SoupJS is a JavaScript library built for simple web scraping.
To install using npm
, run:
npm i soupjs-lib
Here's a basic example of using SoupJS:
const soupjs = require("soupjs-lib");
soupjs.scrape(url).then(res => {
// Search for HTMl elements belonging to CSS selector
let pTags = res.findAll("p");
console.log(pTags);
/*
=> [ Tag {
tag: 'p',
text: 'text',
attrs: {'class': ['foo', 'bar', 'baz'], ...},
htmlContent: 'some text',
document: HTMLHtmlElement {}
}, ...]
*/
}).catch(err => console.log(err));
For more information on using SoupJS, check out the documentation, or keep reading.
To use SoupJS, it might be useful to find out how it works under the hood. Basically, you start by passing the URL of the website you want to scrape to scrape()
. You can also pass in a file by adding an extra parameter to the function, discussed below.
Depending on whether you're getting an online file or a local file, SoupJS will either use JavaScript's fetch
API(provided by the filler library node-fetch
) or Node's fs
(i.e., filesystem) module to read the file.
Once it does that, the function will create a new Soup
object for the contents of the file. This object basically uses the contents of the file to create a new, virtual Document Object Model that you can search through.
To search through the file, Soup
provides two methods. The first method finds the first occurrence of a HTML element matching a specific CSS selector, and the latter method finds all occurrences of elements that match a CSS selector.
When these element(s) are found, a Tag
object is created for each one of them. The Tag
class provides you with information about the element, in a simplified way. Like the Soup
class, it also provides two methods for searching, but within the scope of the object.
Soup scrape(string location, string filetype="url")
Main function provided. scrape()
is asynchronous, and takes in two parameters: location
, or the location of the file, and filetype
, which represents where the file is coming from.
The location can either be a URL(https://...), or the path of a local file(./file.html).
By default, the second parameter is "url", in which case the location is a URL. However, if you would like to scrape a local file, you need to pass in "file".
Soup(string content)
The Soup
class takes a string content
and creates a DOM based off of it. It has the following methods:
Tag find(string selector)
array findAll(string selector, int limit=null)
Both of them take a parameter selector
, which represents the CSS selector being used to filter the document. findAll()

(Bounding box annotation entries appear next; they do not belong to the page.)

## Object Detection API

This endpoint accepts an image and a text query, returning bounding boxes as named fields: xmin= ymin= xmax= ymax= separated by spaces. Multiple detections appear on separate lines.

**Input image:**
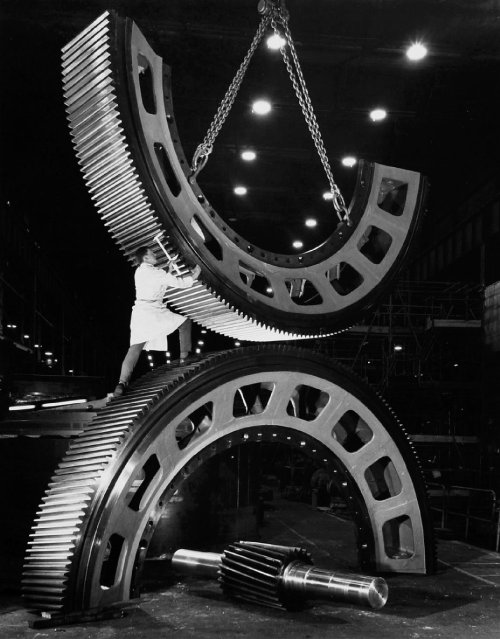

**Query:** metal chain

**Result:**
xmin=191 ymin=15 xmax=270 ymax=178
xmin=271 ymin=7 xmax=351 ymax=226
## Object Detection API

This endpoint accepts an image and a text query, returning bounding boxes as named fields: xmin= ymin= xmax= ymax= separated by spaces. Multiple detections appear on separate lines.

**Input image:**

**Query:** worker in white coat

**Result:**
xmin=113 ymin=246 xmax=200 ymax=397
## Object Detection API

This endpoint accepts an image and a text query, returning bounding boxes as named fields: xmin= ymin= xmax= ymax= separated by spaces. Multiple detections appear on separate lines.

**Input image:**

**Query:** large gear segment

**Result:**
xmin=59 ymin=12 xmax=426 ymax=342
xmin=23 ymin=346 xmax=435 ymax=611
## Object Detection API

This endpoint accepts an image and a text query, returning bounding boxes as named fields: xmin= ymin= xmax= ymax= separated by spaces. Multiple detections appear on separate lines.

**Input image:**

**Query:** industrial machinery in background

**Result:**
xmin=172 ymin=541 xmax=388 ymax=610
xmin=23 ymin=2 xmax=435 ymax=614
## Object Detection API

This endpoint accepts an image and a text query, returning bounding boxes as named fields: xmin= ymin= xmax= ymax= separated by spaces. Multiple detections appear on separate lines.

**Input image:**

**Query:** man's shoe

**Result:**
xmin=113 ymin=382 xmax=127 ymax=397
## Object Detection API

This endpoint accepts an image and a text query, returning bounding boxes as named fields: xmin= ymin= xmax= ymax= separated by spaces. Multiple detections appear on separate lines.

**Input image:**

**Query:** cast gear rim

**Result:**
xmin=23 ymin=345 xmax=435 ymax=612
xmin=63 ymin=12 xmax=426 ymax=342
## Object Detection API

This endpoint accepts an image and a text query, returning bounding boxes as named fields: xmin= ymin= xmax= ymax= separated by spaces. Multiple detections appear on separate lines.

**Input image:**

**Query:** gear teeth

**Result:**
xmin=219 ymin=542 xmax=312 ymax=609
xmin=62 ymin=11 xmax=340 ymax=342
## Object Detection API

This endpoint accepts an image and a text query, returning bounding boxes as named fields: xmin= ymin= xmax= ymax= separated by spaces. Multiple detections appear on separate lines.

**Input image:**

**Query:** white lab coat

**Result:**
xmin=130 ymin=262 xmax=195 ymax=351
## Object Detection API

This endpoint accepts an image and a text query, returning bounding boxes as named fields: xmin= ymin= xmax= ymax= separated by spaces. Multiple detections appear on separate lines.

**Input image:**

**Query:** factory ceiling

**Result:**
xmin=0 ymin=0 xmax=500 ymax=276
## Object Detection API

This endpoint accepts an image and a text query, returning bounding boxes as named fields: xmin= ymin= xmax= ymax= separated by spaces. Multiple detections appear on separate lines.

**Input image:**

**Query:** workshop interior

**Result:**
xmin=0 ymin=0 xmax=500 ymax=639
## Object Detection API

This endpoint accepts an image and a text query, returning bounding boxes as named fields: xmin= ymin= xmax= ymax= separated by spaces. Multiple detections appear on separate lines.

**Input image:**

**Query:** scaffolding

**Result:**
xmin=314 ymin=282 xmax=485 ymax=486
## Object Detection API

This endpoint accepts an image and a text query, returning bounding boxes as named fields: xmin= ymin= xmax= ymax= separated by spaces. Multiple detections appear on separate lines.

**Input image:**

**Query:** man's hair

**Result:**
xmin=134 ymin=246 xmax=151 ymax=264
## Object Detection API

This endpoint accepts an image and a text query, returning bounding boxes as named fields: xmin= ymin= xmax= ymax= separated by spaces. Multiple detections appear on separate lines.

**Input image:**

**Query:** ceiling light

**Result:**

, however, takes an extra optional parameter limit
which represents the maximum number of elements to be returned. If the number of elements matching the selector is larger than limit
, the elements returned will be capped at limit
. Otherwise, all elements will be returned. By default, this is set to null
so all elements are returned - for large files, using limit
is suggested so that overflow errors don't occur.
This class also has a couple of extra properties that can be used.
string htmlContent
object document
string text
These should be generally self-explanatory. htmlContent
is the HTML of content
, and text
is the text of content
. document
stores the actual virtual DOM, meaning you can directly access it if find()
or findAll()
can't be used for your purposes.
Tag(Element element)
The Tag
class takes a DOM element, normally passed to it by the Soup
class, and converts it to a easier to read and understand format. Once a Tag
object is created, it will provide some useful properties:
string tag
string text
object attrs
string htmlContent
object document
tag
provides the tag name of the element(e.g., "p" for paragraph tags). text
provides the inner text of the element, while htmlContent
provides the inner HTML of the element.
attrs
contains all the attributes of the element, and is a object, or dictonary, with a key-and-value structure. For multi-valued attributes like classes, the Tag
class will automatically split up the values into a array.
Finally, document
stores a virtual DOM, within the scope of the element. You can access it just like you can with the document
property in the Soup
class, if the methods described below can't be used for your purposes.
Like the Soup
class, Tag
also provides two methods for filtering elements.
string getAttr(string attr)
Tag find(string selector)
array findAll(string selector, int limit=null)
However, it also provides a extra method, getAttr()
. This method takes the name of an attribute and returns what the element has for it. If the element doesn't have the provided attribute, it will return undefined
.
Bug reports and pull requests are welcome on GitHub at https://github.com/jianmin-chen/soupjs. This project is intended to be a safe, welcoming space for collaboration, and contributors are expected to adhere to the Contributor Covenant code of conduct.
This library is available as open source under the terms of the MIT License.